The visibility is generally terrible, rarely more than two metres and often less than one. The waves and shallow water make staying underwater difficult unless massively overweighted (which brings its own problems when you need to breathe). Waves will unexpectedly sweep you up on to oyster and barnacle covered rocks – which tend to leave you looking like you’ve had a fight with a cheese grater, or worse still, may smash the plexiglass dome port of the camera housing. Passing waves occasionally pick up and then dump a truck-load of sand, reducing visibility to zero, to be followed by a washing machine of bubbles as the wave breaks.
In these conditions auto-anything becomes pretty useless. Exposure is all over the place and the water is full of all sorts of crap flying past you (or you flying past it). So manual exposure and manual focus is really the only way to obtain useable images. Underwater flash cannot be used either; with so much suspended sand in the water that would act like tens of thousands of small mirrors bouncing light back into the camera.
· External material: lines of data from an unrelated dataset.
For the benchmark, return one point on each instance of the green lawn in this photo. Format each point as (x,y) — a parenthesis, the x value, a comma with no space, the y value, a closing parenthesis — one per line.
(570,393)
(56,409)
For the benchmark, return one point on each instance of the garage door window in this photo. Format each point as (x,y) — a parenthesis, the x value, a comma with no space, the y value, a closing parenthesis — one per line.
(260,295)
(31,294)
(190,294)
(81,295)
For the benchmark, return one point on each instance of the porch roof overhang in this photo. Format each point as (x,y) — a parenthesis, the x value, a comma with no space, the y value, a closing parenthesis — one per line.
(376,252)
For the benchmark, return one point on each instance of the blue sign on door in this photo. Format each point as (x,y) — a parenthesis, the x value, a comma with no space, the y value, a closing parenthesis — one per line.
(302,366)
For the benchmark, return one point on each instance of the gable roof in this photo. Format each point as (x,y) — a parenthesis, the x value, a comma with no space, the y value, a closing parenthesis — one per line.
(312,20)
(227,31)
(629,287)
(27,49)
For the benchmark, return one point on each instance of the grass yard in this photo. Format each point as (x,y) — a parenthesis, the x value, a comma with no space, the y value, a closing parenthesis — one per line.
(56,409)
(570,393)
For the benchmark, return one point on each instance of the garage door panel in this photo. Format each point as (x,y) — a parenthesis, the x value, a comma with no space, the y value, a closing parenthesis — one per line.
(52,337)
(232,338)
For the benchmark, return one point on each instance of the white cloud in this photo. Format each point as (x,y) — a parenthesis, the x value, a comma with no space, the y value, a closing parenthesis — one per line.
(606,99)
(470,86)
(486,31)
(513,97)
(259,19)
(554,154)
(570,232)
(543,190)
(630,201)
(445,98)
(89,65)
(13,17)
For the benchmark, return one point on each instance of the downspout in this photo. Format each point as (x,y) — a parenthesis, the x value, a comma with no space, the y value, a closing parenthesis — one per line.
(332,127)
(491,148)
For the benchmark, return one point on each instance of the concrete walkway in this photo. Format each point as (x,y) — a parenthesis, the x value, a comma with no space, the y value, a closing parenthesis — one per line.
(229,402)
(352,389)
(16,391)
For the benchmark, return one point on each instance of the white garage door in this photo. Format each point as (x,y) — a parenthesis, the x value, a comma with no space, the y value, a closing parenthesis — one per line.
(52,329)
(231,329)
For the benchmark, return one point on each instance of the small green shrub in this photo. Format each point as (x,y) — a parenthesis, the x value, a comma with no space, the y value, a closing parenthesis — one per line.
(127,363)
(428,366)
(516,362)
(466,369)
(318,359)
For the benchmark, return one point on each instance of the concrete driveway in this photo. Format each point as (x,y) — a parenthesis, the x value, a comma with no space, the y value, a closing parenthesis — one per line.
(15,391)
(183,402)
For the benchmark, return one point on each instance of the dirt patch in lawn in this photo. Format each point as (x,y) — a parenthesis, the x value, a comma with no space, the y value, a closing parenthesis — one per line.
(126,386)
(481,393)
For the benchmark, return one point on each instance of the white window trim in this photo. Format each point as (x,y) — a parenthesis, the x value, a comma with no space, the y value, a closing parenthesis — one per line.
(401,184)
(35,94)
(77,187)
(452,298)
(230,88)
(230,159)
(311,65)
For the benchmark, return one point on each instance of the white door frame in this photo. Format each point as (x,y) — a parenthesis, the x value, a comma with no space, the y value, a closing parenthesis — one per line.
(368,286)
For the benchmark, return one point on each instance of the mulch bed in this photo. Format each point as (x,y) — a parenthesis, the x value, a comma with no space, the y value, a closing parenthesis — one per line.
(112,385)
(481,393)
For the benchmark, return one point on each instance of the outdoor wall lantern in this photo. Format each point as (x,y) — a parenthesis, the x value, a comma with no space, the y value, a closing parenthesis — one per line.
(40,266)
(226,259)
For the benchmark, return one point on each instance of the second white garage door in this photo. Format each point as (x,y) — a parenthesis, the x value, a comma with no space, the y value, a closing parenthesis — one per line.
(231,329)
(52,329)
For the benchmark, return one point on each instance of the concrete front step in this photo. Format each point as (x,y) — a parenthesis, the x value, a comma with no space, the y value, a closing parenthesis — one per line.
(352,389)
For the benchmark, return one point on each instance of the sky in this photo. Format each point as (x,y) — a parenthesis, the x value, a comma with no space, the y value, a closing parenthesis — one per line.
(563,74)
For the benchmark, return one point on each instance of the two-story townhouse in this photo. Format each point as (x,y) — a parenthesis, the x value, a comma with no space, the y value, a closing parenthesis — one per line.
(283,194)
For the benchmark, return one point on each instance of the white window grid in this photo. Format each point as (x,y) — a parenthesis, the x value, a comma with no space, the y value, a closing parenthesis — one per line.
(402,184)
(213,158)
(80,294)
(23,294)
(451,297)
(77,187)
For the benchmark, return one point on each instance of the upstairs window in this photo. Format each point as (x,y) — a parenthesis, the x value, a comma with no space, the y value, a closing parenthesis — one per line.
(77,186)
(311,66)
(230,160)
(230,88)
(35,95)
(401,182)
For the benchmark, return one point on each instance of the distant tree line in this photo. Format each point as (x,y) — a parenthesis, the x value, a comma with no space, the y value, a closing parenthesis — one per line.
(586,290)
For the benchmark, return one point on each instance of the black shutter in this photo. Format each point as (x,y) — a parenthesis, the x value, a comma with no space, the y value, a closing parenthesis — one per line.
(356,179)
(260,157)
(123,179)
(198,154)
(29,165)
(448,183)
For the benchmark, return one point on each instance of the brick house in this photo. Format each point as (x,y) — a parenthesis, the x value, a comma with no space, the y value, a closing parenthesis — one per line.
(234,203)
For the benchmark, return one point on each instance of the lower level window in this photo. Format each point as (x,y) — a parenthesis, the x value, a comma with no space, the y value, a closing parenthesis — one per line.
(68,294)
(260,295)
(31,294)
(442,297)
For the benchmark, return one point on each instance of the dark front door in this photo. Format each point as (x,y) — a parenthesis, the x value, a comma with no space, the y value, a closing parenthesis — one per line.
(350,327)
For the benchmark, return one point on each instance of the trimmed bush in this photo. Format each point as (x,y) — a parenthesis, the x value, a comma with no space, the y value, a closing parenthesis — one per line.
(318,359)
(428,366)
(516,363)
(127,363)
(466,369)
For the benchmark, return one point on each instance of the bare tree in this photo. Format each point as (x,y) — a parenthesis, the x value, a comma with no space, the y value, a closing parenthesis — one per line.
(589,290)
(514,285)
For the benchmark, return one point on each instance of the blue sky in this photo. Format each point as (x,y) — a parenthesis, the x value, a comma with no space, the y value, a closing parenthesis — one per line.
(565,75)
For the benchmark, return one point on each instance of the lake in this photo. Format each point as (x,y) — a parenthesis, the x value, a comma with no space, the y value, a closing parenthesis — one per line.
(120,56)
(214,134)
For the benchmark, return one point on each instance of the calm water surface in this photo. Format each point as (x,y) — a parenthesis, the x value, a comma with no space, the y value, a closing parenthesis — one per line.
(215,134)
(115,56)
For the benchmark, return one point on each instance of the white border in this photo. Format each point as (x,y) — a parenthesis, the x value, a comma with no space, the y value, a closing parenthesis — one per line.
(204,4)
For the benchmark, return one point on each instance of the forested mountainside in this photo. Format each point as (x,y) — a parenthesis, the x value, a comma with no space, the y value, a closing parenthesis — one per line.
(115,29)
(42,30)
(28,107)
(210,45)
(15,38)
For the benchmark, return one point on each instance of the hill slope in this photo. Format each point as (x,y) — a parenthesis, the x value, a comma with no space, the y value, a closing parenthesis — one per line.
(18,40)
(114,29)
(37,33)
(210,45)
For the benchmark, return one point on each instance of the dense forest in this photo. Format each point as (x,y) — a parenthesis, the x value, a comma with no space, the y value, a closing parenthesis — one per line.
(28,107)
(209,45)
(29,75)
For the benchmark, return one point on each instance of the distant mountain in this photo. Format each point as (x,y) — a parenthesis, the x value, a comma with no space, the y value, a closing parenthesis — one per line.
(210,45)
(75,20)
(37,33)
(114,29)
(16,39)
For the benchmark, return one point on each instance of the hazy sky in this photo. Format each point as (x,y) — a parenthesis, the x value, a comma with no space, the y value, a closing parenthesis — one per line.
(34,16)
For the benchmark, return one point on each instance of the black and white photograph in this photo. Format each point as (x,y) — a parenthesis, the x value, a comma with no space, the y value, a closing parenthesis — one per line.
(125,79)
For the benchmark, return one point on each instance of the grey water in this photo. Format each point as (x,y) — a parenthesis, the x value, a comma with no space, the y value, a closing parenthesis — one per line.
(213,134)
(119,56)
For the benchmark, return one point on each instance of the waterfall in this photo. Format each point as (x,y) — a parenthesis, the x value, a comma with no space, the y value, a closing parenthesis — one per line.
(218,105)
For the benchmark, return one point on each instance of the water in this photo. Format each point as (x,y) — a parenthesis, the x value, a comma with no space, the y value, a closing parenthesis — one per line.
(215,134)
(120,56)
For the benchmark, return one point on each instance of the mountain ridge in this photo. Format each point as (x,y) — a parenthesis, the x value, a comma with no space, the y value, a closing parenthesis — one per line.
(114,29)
But despite all that, the rewards can be well worth it. Often, just in the shallows is where the action is. Especially close to sunset. These are schooling sardines, swirling around in around a metre to a metre and a half depth, just of the shore, just as the sun was touching the horizon. Crocodile needlefish (Tylosurus crocodilus) cruise around the edges of the school like hunting dogs, looking to pick of a straggler that gets separated from the main body, whilst small schools of small-spotted darts (Trachinotus baillonii) zip in and out picking up planktonic crustaceans and fish fry.
Photographing in these conditions will never yield the clean, sharp, colourful images so loved by advertisers and photographers alike, but they do record a reality not often featured in underwater photography magazines or glossy brochures. They also, I hope, capture the atmospheric look of turbid, energetic waters. For me, if I get in the water and the fish are there (there are times I get in the water, buffeted by waves, but see little) and I get out of the water with no major lacerations and my camera gear still intact, then the evening was a success. If I end up with useable images, that’s a bonus.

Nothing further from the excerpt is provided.